Stracił szkołę, która była jego domem. Stracił wszystkich znajomych. Stracił Padmé. Stało się to tylko dla tego bo kiedyś ktoś zaoferował mu pomoc. Mały, naiwny i zagubiony chłopiec zaufał mu. Palpatine zaopiekował się nim i pomagał mu i jego matce. Anakin nigdy nie powiedział swojej matce o współpracy z grupą przestępczą. Nie chciał aby i ona się od niego odwróciła.

Wszedł do swojego domu. Od czasu, gdy dostał się do najlepszej skoły w mieście zamieszkał w tamtejszym internacie. Matkę odwiedzał tylko w dni wolne. Shmi nie było w domu. Nadal była w specjalnym ośrodku dla chorych. Zadzięczała to Palpatine'owi nawet tego nie wiedząc. Anakin chciał się umyć i przebrać. Musiał się z nią zobaczyć. Skłamie, że wziął wole aby ją odwiedzić a potem coś wymyśli.

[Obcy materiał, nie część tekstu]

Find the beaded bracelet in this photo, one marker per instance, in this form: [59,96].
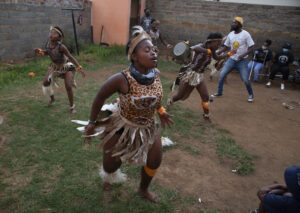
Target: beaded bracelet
[161,110]
[92,122]
[229,53]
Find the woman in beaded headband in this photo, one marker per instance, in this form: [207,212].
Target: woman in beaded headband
[127,128]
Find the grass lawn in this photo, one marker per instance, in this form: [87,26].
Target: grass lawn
[46,167]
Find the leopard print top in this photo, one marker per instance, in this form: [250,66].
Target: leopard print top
[140,103]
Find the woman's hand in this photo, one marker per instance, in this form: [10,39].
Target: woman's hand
[165,118]
[169,46]
[89,130]
[79,68]
[82,73]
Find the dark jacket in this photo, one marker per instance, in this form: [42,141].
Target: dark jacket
[284,58]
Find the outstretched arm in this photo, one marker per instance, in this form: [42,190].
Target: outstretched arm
[199,49]
[249,50]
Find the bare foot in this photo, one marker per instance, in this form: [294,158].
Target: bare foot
[51,102]
[73,111]
[148,195]
[106,186]
[206,119]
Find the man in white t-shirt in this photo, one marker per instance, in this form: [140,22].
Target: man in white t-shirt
[241,41]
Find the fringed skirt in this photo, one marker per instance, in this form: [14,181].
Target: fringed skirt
[59,70]
[134,141]
[191,77]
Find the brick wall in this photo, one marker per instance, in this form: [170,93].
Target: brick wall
[194,19]
[24,24]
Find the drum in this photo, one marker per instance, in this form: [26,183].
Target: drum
[181,53]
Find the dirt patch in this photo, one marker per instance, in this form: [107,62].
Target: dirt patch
[265,128]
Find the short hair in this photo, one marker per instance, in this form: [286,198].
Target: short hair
[268,41]
[214,36]
[287,45]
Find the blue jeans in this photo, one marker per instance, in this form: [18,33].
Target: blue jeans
[242,67]
[256,68]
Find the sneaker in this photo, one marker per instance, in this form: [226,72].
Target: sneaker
[250,98]
[216,95]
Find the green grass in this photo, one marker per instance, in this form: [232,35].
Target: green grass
[46,167]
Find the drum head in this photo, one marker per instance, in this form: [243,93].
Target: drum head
[180,49]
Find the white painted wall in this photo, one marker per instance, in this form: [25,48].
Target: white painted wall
[295,3]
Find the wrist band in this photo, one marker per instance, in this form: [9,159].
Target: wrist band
[161,110]
[92,122]
[41,52]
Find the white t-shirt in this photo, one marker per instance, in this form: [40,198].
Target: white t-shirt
[241,41]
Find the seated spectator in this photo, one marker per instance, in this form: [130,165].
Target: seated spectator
[280,198]
[281,64]
[260,57]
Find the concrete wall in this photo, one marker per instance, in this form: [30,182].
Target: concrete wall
[24,25]
[194,20]
[114,16]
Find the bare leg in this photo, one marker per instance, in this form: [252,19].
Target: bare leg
[68,85]
[202,90]
[110,164]
[153,162]
[183,92]
[46,83]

Z jeszcze mokrymi włosami spojrzał na telefon. Padmé znów dzwoniła. Nie odbierał. Nie chciał łamać jej serca. Odłożył go i wszedł do salonu. Zabierze tylko kilka rzeczy i zobaczy się ze Shmi. Zapalił światło i zamarł. Sam Palpatine siedział na jego kanapie.
- Doszły mnie słuchy, że zawiodłeś.

Uciekła z lekcji żeby się z nim zobaczyć. Musiała to zrobić. Nie mogła tak po prostu o nim zapomnieć. Bała się sama chodzić po najbiedniejszej dzielnicy pełnej podejrzanych typków. Dotarła do jego domu. Drzwi były otwarte.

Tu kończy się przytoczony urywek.